It usually takes an extreme event for a dysfunctional family to repair itself. Maybe there's a huge fight at Thanksgiving, or people reconciling at the funeral of a grandparent—in I Know This Much is True, Thomas Birdsey chops his own hand off. Yeah, that's extreme.
Thomas is Dominick's slightly older twin brother who has paranoid schizophrenia. He cuts his own hand off in a public library (we hope he did it very quietly) as a statement against the United States going to war. He not only thinks he's being pursued by the CIA and Communists alike, but believes he's important enough to stop global conflict by making this sacrifice. He laments, "Sometimes I wonder why I have to be the one to do all this, Dominick. […] Why it's all on my shoulders. It's hard" (1.43). We can only imagine.

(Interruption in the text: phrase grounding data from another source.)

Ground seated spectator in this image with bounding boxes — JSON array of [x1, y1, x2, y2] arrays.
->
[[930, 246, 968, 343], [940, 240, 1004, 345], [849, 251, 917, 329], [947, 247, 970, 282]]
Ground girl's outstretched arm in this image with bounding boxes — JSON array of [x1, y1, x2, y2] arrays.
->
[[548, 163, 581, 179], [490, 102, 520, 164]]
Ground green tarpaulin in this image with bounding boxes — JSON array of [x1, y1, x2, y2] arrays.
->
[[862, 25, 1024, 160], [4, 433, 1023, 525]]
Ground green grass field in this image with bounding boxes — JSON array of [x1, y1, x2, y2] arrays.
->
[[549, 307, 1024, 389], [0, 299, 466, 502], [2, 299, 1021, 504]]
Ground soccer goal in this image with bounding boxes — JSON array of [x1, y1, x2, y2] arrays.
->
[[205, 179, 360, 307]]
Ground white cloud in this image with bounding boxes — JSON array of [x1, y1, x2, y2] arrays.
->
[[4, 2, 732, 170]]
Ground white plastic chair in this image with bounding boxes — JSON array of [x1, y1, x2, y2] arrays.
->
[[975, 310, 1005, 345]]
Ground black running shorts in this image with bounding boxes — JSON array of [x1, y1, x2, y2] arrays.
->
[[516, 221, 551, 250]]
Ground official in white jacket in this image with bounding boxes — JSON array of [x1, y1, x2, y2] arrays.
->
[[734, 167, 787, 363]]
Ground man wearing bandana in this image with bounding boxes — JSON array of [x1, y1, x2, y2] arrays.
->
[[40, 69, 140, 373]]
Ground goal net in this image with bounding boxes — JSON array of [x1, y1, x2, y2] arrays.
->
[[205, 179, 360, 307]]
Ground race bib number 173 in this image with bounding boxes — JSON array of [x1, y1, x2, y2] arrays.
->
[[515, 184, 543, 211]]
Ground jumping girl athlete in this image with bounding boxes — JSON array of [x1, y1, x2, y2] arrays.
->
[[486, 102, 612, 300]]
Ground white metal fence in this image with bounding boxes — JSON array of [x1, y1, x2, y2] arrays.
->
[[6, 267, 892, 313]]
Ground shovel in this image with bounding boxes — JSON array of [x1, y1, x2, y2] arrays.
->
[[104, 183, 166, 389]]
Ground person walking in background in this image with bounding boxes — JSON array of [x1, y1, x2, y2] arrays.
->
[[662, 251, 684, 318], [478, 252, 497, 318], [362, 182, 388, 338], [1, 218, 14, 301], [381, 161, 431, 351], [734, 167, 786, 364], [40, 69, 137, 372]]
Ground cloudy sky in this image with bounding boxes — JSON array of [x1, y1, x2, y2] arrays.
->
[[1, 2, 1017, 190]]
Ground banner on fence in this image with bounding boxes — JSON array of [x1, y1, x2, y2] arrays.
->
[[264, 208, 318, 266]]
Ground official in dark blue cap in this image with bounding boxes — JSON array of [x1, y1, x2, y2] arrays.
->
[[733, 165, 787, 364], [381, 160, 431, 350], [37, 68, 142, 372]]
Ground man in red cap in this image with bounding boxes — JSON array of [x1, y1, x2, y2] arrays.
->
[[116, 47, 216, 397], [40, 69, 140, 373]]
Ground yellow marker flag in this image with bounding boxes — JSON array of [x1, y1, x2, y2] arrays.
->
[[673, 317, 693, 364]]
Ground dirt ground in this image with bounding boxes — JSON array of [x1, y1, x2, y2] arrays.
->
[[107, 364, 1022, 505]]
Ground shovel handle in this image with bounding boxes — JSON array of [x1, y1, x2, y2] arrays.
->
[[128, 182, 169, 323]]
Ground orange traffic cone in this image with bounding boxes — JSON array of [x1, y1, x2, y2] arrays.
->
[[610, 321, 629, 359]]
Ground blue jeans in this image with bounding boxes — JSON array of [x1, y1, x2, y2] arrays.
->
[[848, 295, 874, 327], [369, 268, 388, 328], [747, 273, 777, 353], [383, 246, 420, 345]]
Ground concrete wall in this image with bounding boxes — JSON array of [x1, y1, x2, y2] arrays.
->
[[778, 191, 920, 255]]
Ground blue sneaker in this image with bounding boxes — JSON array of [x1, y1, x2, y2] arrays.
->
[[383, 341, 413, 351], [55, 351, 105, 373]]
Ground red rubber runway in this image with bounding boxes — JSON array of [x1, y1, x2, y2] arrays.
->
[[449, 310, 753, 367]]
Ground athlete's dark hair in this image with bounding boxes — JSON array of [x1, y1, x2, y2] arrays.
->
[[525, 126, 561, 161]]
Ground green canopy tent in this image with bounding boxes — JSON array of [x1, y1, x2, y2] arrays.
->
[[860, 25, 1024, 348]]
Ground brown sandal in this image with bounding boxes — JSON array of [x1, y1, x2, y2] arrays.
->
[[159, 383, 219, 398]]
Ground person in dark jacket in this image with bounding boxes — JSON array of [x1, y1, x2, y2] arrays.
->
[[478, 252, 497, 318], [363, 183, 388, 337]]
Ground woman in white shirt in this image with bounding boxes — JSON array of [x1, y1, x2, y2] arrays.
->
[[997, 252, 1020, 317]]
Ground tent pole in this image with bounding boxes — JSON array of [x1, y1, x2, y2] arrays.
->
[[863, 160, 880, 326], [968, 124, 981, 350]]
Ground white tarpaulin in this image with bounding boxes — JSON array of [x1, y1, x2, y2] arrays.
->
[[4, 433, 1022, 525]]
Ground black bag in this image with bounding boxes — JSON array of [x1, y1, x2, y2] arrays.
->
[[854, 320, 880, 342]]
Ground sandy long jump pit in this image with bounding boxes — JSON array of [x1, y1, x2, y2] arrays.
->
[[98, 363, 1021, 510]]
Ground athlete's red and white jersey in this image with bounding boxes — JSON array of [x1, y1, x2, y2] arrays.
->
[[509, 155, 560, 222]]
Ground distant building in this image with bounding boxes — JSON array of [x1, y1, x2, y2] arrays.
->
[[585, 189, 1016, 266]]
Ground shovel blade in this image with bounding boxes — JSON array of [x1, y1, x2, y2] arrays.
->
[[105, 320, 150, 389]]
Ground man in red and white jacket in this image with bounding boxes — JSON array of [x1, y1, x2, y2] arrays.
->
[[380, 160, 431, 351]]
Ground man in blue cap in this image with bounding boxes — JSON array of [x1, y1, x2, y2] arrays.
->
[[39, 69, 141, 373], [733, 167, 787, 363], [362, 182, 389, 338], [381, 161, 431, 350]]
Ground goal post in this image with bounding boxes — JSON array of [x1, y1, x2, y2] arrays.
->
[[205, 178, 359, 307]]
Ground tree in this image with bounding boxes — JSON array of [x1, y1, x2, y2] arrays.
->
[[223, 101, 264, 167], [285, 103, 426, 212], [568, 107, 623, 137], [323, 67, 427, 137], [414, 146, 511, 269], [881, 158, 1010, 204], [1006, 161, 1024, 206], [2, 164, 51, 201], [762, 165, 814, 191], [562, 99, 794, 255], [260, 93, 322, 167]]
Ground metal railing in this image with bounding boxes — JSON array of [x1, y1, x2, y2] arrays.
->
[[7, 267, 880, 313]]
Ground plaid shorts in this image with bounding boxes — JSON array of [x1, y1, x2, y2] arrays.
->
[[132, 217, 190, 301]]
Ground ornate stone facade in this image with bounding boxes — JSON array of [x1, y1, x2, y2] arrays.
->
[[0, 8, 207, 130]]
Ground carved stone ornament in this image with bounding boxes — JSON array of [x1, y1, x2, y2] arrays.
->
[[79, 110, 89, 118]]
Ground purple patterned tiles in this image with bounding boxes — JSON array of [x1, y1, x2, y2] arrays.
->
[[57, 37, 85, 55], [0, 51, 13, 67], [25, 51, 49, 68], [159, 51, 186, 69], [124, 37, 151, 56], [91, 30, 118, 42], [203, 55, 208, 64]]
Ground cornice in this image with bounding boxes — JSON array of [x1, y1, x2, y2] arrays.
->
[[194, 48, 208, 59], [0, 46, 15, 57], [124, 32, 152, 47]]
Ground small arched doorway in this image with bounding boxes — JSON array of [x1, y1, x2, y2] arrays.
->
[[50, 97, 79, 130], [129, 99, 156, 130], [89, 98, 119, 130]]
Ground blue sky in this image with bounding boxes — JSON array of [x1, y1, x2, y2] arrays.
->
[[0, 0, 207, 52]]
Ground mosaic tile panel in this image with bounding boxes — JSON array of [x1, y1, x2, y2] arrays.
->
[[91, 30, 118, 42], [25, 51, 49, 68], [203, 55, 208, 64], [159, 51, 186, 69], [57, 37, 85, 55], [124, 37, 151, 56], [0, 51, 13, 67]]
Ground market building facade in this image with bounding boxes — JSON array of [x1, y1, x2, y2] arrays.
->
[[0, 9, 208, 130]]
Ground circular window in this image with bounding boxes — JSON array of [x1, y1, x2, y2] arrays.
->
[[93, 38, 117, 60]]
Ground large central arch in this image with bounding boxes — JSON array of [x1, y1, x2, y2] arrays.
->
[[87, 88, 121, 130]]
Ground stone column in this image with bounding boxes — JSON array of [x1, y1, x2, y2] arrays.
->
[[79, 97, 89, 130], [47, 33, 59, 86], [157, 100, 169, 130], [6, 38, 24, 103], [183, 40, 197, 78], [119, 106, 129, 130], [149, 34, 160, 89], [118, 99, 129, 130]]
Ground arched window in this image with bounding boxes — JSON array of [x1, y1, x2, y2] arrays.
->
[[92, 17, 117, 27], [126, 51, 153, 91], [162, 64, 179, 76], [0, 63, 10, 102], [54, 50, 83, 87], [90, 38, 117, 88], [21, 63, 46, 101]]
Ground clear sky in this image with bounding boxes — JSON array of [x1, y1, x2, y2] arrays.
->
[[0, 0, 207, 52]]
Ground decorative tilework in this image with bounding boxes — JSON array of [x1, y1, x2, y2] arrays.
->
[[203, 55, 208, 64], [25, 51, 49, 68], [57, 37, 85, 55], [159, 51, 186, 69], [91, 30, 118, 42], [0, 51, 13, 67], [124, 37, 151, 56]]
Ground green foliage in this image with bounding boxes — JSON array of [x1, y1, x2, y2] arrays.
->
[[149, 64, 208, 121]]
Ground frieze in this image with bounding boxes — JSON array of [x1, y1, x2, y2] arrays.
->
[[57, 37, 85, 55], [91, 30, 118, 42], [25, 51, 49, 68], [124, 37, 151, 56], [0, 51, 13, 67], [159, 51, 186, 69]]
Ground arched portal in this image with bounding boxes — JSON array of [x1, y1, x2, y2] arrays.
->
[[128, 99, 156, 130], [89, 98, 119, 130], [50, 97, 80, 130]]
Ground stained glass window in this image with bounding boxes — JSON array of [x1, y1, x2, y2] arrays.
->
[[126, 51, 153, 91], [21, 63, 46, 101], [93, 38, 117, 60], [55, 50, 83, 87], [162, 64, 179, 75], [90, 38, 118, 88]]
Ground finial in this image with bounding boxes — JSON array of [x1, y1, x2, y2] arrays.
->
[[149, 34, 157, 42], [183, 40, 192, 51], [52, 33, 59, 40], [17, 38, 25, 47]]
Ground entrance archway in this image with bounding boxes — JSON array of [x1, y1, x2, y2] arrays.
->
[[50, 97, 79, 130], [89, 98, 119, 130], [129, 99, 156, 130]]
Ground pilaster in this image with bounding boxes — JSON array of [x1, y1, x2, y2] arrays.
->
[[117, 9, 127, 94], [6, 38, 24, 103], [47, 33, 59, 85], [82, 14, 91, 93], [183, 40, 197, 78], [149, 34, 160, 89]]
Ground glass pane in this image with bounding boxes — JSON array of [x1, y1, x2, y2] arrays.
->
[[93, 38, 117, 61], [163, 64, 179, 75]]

While there's no way to pinpoint the exact cause of Thomas's mental illness—is it genetic? Is it the way he was raised? A combination of both?—Dominick spends a lot of time trying to trace the root of Thomas's problems.
When the brothers are growing up, Thomas is always closer to their mother. She dotes on him, has tea parties with him, and generally does everything she can to shelter him. She's not very good at protecting him from their stepfather, Ray, though, who abuses Thomas by taping his hands together and locking him in a cupboard under the stairs. (Who is he? Mr. Dursley?)
Because he's momma's little boy, Thomas is always kind of selfish, but becomes increasingly more self-centered as his disease worsens. When Ma is dying, all Thomas wants is to go to McDonald's, and he pouts until he gets his way. And when she does die, he simply asks if he can have back the collage he gave her for her birthday. Dominick often wishes that, for once, Thomas would just think of someone other than himself.
Thomas spends a lot of time in various institutions, even before chopping his hand off. But after amputating his hand, his illness accelerates. He makes up abuse that never happened, like talking about Ray urinating on his clothes or raping his mother in front of him.
While it's impossible to say whether or not this happened, it's doubtful that it did. But why does Thomas make this stuff up? Is it because of his illness? Or is it because no one really cares about the actual abuse he was subjected to so, in order to get help, he has to make it seem worse? Dominick thinks that a lot of it is that he needs attention and love. "Nobody's ever chosen Thomas. […] Nobody except Ma" (25.203), he says, and that's why Dominick fights to get Thomas out of Hatch, the mental institution he's court ordered into after the hand incident.
The problem is that Dominick is a horrible caretaker. Just like when Ma died, all Thomas wants is a Happy Meal when he gets out of Hatch, but Dominick doesn't want to get him one. "Those things are for little kids" (40.206), he says, hating on his brother instead of helping him.
Dominick manages to get Thomas into a halfway house, but Thomas escapes that night, falls off/jumps into (no one knows for sure) the local waterfall, and dies. "Whether Thomas has jumped or fallen in, none of us could really say" (40.240), Dominick notes, and although he mourns the loss of his brother, Thomas's death also turns out to be a relief for him.
Dominick sometimes says, "There have been times when I've ached to have him back again" (19.150), and therein lies the explanation for why Thomas's death is a relief: Dominick loses his brother to schizophrenia long before he actually dies. Once he's dead, Dominick no longer has to confront this loss constantly, becoming free to bury his brother and move on with his life. It's a pretty big bummer all around, if you ask us.